The examples just given may indicate that appropriation can give rise to good music. Examples of good hybrid music are easy to find . . . . George Gershwin and Irving Berlin produced masterpieces of hybrid music by appropriating from African American culture.  In the past forty years, aesthetically valuable hybrid compositions have become too common to enumerate. While it must be admitted that not all hybrid compositions are worth hearing, arguably hybridity is the most important source of new and aesthetically valuable ideas in contemporary music.”

For me the key term in Young’s commentary is “arguably.” Arguments continue, and won’t be settled here. But one thing is  settled: I’m still a fan of George Gershwin. The equation is: cultural influence and mixing + plus genius = Rhapsody in Blue; Concerto in F; An American In Paris; Porgy & Bess; and so much more that has enriched my life, and that of many others.

 

4 thoughts on “George Gershwin: Rhapsody In –Cultural Appropriation?”

  1. Your comments about cultural appropriation are right on target.
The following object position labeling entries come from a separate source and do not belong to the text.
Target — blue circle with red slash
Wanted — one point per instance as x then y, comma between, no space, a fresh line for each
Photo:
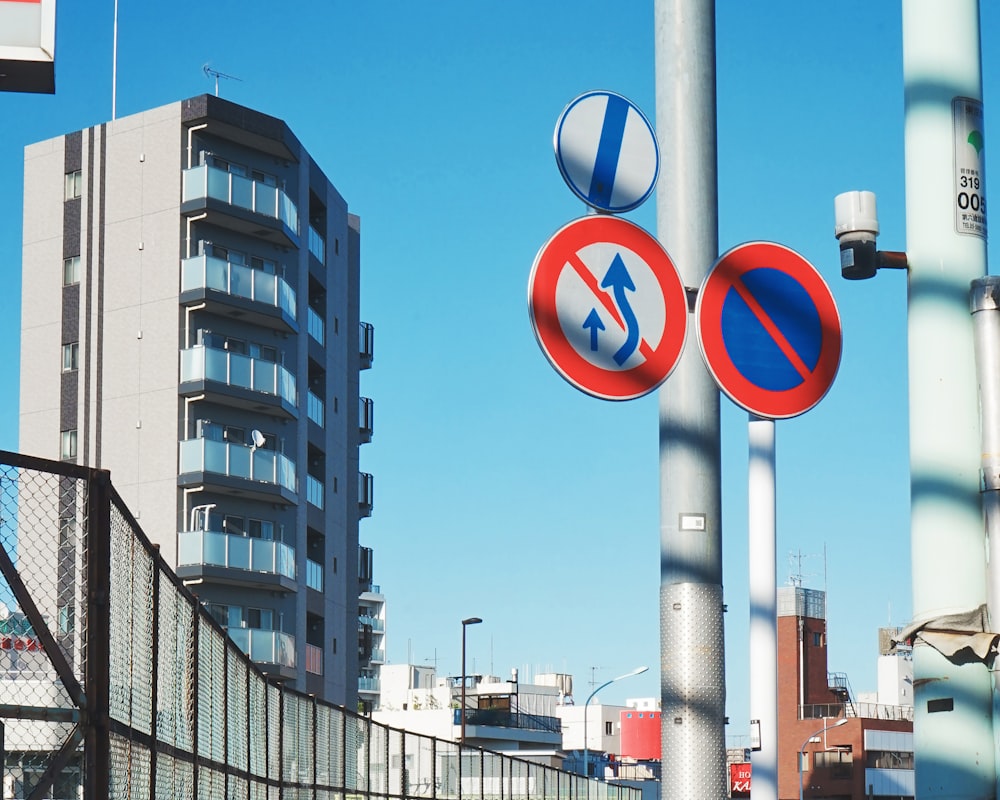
769,330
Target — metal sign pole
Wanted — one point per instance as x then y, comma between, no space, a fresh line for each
692,661
946,251
763,606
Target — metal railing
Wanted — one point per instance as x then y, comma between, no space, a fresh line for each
137,692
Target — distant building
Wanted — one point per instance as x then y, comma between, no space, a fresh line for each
845,748
190,322
505,716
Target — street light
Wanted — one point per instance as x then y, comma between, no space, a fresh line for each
802,750
586,759
465,624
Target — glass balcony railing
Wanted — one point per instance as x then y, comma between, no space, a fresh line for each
201,363
366,411
315,490
314,575
316,409
316,326
367,345
219,184
238,461
265,646
317,245
205,272
314,659
366,492
211,548
375,623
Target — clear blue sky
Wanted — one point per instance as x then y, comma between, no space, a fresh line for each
501,491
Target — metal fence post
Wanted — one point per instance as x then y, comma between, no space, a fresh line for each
98,636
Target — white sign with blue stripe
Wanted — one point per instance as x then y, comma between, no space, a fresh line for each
607,152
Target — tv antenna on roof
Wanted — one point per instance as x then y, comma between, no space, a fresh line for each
214,73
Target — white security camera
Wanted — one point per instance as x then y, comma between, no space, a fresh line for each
856,226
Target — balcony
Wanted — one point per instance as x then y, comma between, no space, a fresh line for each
251,294
236,560
274,651
366,493
315,325
374,623
367,345
315,492
317,245
252,383
366,408
246,204
238,470
316,409
314,659
314,575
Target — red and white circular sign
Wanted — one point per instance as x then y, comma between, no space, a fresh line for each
608,307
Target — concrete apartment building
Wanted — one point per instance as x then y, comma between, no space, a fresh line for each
190,322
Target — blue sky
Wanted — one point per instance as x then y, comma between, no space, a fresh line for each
501,491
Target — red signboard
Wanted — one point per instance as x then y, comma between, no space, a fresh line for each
739,780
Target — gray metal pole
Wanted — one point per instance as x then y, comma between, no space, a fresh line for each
692,661
953,738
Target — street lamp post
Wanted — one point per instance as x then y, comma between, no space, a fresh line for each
586,754
802,750
465,624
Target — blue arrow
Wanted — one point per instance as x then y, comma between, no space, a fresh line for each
619,280
593,322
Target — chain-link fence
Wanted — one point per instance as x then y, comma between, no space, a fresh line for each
114,683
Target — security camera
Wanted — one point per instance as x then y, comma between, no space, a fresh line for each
856,226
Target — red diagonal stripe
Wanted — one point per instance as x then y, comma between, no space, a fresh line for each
605,300
774,331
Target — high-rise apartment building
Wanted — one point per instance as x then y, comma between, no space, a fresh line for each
190,322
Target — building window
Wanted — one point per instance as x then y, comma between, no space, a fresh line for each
74,183
71,271
67,447
67,619
71,356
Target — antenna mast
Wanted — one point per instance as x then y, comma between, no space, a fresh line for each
214,73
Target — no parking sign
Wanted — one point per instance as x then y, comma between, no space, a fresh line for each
769,330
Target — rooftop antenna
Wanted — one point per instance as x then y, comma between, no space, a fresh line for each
214,73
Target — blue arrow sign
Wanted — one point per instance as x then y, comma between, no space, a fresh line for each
619,280
593,322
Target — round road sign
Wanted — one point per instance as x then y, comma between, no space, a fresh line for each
608,307
607,152
769,330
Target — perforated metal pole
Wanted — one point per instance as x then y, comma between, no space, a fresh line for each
692,663
946,251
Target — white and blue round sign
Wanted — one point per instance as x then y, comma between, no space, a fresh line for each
607,152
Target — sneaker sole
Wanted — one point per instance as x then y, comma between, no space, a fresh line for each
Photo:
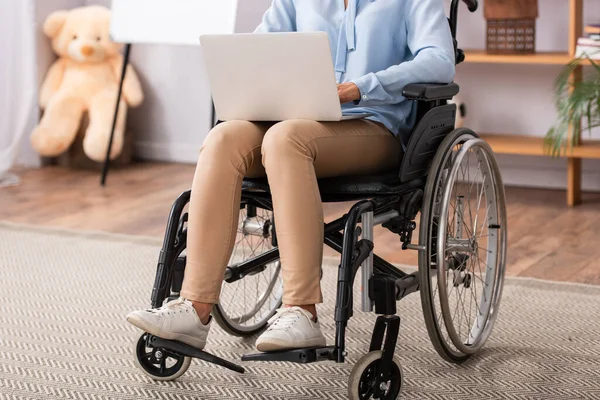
151,329
278,345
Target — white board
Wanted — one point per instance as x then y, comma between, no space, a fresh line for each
176,22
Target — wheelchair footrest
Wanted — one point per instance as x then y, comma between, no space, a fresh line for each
189,351
301,356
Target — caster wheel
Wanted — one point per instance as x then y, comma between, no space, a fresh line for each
362,382
159,364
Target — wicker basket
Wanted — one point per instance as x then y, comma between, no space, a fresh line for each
510,36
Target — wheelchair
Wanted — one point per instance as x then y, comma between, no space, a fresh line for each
449,176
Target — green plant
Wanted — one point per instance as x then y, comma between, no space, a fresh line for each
578,106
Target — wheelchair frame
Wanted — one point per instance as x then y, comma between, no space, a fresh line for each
394,206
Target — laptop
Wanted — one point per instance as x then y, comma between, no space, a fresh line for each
272,77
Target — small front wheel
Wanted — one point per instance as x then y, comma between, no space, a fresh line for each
364,383
159,364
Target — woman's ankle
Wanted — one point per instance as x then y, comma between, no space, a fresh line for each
203,310
311,308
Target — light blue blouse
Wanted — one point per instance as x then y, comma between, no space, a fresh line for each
380,45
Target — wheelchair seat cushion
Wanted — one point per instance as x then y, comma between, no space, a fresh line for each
350,187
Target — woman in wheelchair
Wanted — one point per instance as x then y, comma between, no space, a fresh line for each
378,47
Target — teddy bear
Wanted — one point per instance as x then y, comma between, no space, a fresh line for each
84,79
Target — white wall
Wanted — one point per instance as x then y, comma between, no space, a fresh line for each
175,117
518,99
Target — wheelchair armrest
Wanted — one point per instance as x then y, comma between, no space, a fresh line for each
430,91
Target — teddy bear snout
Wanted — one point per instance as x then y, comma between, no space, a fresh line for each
87,50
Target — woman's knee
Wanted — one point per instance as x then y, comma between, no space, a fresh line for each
287,139
232,138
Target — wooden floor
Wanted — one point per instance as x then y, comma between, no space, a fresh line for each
546,239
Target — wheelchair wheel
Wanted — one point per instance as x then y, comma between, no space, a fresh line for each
159,364
463,226
246,305
363,385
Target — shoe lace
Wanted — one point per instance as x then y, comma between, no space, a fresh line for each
175,306
285,317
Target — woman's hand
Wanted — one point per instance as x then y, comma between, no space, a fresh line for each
348,92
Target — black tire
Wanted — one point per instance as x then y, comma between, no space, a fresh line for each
360,382
147,362
240,322
427,236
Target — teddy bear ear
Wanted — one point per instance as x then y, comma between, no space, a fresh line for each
54,23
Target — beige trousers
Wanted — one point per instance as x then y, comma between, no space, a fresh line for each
292,154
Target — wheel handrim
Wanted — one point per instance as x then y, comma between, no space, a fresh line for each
470,287
247,304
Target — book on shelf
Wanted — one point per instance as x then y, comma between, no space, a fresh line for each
588,42
592,52
592,29
589,46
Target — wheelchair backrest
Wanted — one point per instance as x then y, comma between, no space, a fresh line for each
426,137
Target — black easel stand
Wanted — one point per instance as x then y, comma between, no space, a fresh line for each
119,95
112,132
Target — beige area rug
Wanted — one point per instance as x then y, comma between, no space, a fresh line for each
63,335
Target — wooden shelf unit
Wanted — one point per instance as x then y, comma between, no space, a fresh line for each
547,58
534,146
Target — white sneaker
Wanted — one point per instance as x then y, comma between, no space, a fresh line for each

We used to (and some still do) call it the “folk process”. Some of the greatest American music combines Celtic and African roots into a wonderful blend. Gershwin brilliantly added the music of the Jewish diaspora to his work. Listen carefully to “Rhapsody in Blue” or “Concerto in F” and you’ll hear the distinctive musical modes of eastern Europe.

    The best musicians of today love to combine genres, as a way of honoring them. not “appropriating” them. If we were to limit all of this “appropriation” we would lose much wonderful music.

  2. what if the question you ask turns from one of quality to one of ethics? then the discussion is no longer focused on the talent of the artist, as much as considering the ethical consequences of their actions. Porgy and Bess was a famous musical that employed many black actors. however it was also a production that reproduced false and damaging stereotypes about black people that penetrate social thought on a much deeper, wider and long-ranging scale.

    1. Yes, Porgy & Bess has been controversial, and the debates have been suffused with issues of class as well as race and evolving cultural fashions.
      As African American critic Margo Jefferson once said of it, “There is no one Porgy and Bess. It changes according to our perceptions—most obviously about race, but also about working-class versus middle-class Negro life …; about gender representations; and about Eros, addiction, and religion. Most importantly, Porgy and Bess has changed because history has made it change, and has made us change too.”